Hamilton: Die Beziehung zu Bottas ist eine der besten in der Geschichte des Sports

Autor des Artikels: , veröffentlicht am 8.

Lewis Hamilton glaubt, dass seine Beziehung zu Valtteri Bottas die beste ist, die es je zwischen zwei Rennfahrern gegeben hat. Der Brite hat seit Finchs Ankunft bei Mercedes zwei Weltmeistertitel gewonnen. Bottas ersetzte Nic Rosberg im Team, mit dem Hamilton nicht die beste Beziehung hatte, nachdem sie in den Saisons 2014-2016 hart um den Weltmeistertitel gekämpft hatten.

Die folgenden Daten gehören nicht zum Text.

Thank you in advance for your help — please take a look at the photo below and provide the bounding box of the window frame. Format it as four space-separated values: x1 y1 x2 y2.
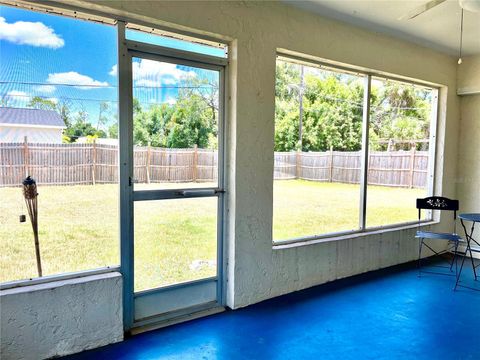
272 49 442 248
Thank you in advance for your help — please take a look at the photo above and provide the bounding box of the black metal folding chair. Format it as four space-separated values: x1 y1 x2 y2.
415 196 462 277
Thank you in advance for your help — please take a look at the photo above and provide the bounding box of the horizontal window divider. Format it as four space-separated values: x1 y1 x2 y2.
134 276 218 298
133 188 225 201
0 265 120 290
273 219 439 249
277 49 442 89
125 40 228 70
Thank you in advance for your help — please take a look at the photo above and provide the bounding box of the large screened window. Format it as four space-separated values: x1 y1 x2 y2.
273 56 438 242
0 6 119 282
0 5 228 290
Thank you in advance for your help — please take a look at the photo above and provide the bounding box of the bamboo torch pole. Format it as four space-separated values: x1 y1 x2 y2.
23 176 42 277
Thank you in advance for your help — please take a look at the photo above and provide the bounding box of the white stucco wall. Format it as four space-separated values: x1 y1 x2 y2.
456 55 480 238
457 54 480 95
0 273 123 360
0 125 63 144
2 0 459 356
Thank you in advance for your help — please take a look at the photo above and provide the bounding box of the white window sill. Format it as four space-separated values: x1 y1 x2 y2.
273 220 439 250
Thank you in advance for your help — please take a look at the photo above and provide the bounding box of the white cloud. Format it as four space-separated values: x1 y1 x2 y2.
47 71 108 90
108 64 118 76
0 17 65 49
7 90 30 98
35 85 56 94
132 59 197 87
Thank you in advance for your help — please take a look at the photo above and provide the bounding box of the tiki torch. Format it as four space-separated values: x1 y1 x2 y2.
23 176 42 277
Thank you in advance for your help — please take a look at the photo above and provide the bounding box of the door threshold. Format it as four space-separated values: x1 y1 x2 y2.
128 305 225 336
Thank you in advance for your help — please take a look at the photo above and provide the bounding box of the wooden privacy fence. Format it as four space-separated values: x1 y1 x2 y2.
0 142 428 188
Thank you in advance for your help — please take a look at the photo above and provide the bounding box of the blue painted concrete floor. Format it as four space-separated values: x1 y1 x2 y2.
70 258 480 360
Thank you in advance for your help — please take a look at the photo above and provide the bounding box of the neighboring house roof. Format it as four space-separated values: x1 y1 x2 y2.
0 107 65 128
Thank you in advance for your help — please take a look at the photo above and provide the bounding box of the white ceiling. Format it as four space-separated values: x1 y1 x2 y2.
281 0 480 55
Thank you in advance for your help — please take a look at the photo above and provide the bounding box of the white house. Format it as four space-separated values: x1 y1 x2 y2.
0 107 65 144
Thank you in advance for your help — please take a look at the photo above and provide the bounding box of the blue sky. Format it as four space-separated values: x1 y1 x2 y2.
0 6 223 134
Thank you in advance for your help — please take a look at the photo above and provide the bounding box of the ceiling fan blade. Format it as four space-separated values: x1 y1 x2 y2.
398 0 447 20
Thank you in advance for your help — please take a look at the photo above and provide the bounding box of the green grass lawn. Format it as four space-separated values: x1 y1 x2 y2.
0 180 424 290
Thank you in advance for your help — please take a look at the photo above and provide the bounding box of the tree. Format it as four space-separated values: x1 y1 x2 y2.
65 109 106 140
130 77 218 148
275 62 431 151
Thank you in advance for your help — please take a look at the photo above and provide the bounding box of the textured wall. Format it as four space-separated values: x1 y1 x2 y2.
68 1 459 307
0 273 123 360
457 55 480 94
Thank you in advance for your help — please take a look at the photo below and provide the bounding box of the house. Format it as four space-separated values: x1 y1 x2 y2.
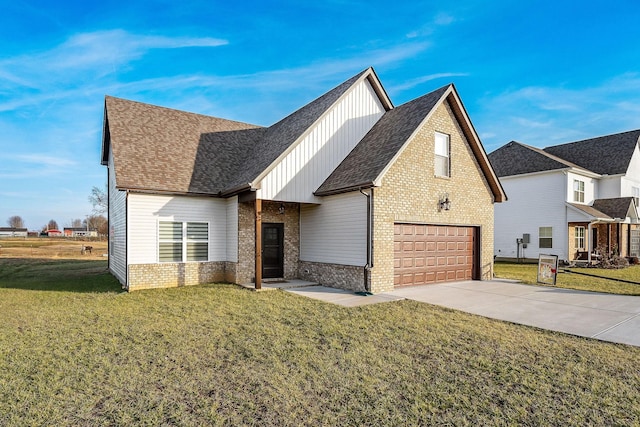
489 130 640 262
64 227 98 237
0 227 27 237
102 68 506 293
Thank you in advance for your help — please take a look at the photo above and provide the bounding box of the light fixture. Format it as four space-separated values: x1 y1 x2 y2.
438 193 451 211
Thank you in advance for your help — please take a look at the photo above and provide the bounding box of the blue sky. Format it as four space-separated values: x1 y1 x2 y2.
0 0 640 230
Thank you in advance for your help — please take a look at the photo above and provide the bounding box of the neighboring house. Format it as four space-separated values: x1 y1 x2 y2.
64 227 98 237
489 130 640 261
0 227 27 237
102 68 506 293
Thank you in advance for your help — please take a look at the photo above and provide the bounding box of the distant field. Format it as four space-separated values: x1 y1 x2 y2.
0 237 107 260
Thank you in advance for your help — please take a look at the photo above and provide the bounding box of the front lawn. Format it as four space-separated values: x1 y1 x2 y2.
0 259 640 426
494 262 640 295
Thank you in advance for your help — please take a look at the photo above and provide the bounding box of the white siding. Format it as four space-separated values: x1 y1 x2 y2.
300 192 367 266
108 147 127 285
127 193 227 264
226 196 238 262
494 172 573 259
258 80 385 203
565 172 598 205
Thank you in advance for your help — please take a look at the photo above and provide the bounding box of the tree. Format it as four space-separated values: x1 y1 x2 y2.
89 184 109 215
83 215 109 236
7 215 24 228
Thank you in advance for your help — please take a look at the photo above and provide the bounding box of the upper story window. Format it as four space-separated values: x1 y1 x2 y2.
575 225 584 249
538 227 553 248
434 132 451 177
573 179 584 203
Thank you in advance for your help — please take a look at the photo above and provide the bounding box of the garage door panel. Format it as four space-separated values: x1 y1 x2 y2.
394 224 476 286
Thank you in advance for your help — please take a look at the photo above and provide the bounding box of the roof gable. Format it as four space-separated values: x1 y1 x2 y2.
544 129 640 175
103 96 262 194
315 84 506 202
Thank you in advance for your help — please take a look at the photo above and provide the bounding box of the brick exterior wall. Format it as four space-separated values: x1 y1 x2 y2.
371 102 493 293
298 261 365 291
128 262 225 291
234 201 300 283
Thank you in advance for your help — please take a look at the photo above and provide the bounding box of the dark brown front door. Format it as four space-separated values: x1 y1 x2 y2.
262 223 284 279
394 224 478 286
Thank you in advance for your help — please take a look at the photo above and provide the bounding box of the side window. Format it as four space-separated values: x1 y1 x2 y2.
575 226 584 249
434 132 451 177
538 227 553 248
573 179 584 203
158 221 209 262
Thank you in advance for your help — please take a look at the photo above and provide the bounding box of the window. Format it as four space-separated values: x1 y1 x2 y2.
573 179 584 203
158 221 209 262
434 132 451 176
538 227 553 248
575 226 584 249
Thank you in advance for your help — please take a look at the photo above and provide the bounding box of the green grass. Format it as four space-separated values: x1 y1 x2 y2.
494 262 640 295
0 259 640 426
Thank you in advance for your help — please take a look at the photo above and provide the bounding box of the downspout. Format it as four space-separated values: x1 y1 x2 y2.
358 188 373 294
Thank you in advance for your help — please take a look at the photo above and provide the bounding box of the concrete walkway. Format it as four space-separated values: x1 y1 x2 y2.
287 280 640 347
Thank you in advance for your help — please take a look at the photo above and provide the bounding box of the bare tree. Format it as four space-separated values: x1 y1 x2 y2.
7 215 24 228
89 184 109 215
84 215 108 235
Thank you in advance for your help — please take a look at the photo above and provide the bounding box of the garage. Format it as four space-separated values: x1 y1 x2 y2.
393 224 478 287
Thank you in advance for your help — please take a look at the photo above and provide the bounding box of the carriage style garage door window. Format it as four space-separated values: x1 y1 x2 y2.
394 224 479 286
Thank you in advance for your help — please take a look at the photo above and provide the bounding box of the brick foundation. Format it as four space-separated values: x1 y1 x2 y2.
298 261 365 291
128 262 225 291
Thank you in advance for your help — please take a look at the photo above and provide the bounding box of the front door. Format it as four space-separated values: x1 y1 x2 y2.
262 223 284 279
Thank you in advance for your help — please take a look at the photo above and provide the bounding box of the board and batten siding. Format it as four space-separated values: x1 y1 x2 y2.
226 196 238 262
108 147 127 285
258 80 385 203
494 172 573 259
300 191 368 266
127 193 227 264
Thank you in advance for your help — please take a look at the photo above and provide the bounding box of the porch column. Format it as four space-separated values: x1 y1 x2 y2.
255 198 262 289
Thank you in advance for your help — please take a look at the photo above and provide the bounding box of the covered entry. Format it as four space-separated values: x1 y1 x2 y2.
394 224 479 287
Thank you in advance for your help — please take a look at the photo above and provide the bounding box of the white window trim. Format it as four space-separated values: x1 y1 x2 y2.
538 227 553 249
574 225 587 249
573 179 585 203
156 218 211 264
433 132 451 178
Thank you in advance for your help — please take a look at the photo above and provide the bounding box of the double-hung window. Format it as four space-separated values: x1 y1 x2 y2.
575 226 584 249
573 179 584 203
434 132 451 177
158 221 209 262
538 227 553 248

Der Finne stand dem fünfmaligen Weltmeister in der Hinrunde beider Spielzeiten recht nahe, hinkte aber in der Rückrunde weit hinterher. Dennoch holten sie in zwei Saisons insgesamt 21 Siege und brachten das Team an die Schwelle zum fünften Konstrukteurstitel in Folge. Auf die Frage, was er über die Rolle seines Teamkollegen beim Gewinn des fünften WM-Titels denkt, antwortete der Brite:

„Wir haben großen Respekt voreinander. Ich sehe, wie hart er arbeitet und er sieht dasselbe in mir. Wir spielen keine Spiele, mit denen wir uns gegenseitig schaden möchten. Stattdessen helfen wir uns gegenseitig und arbeiten zusammen. Wir helfen uns gegenseitig bei den Einstellungen des Autos, geben uns gegenseitig Informationen weiter und verstecken sie nicht voreinander. Dies ist die beste Beziehung zwischen den beiden Rennfahrern in Bezug auf Respekt und gegenseitige Zusammenarbeit in der Geschichte. Er war oft der Schlüssel zu unseren Siegen.“

Während Bottas in der zweiten Saisonhälfte als zweiter Fahrer im Team arbeitete, gab Hamilton zu, dass er in derselben Situation selbst eine solche Rolle gespielt hätte, wenn Bottas um den Titel gekämpft hätte und nicht er. Dem Team ist es egal, welcher der Rennfahrer gewinnt.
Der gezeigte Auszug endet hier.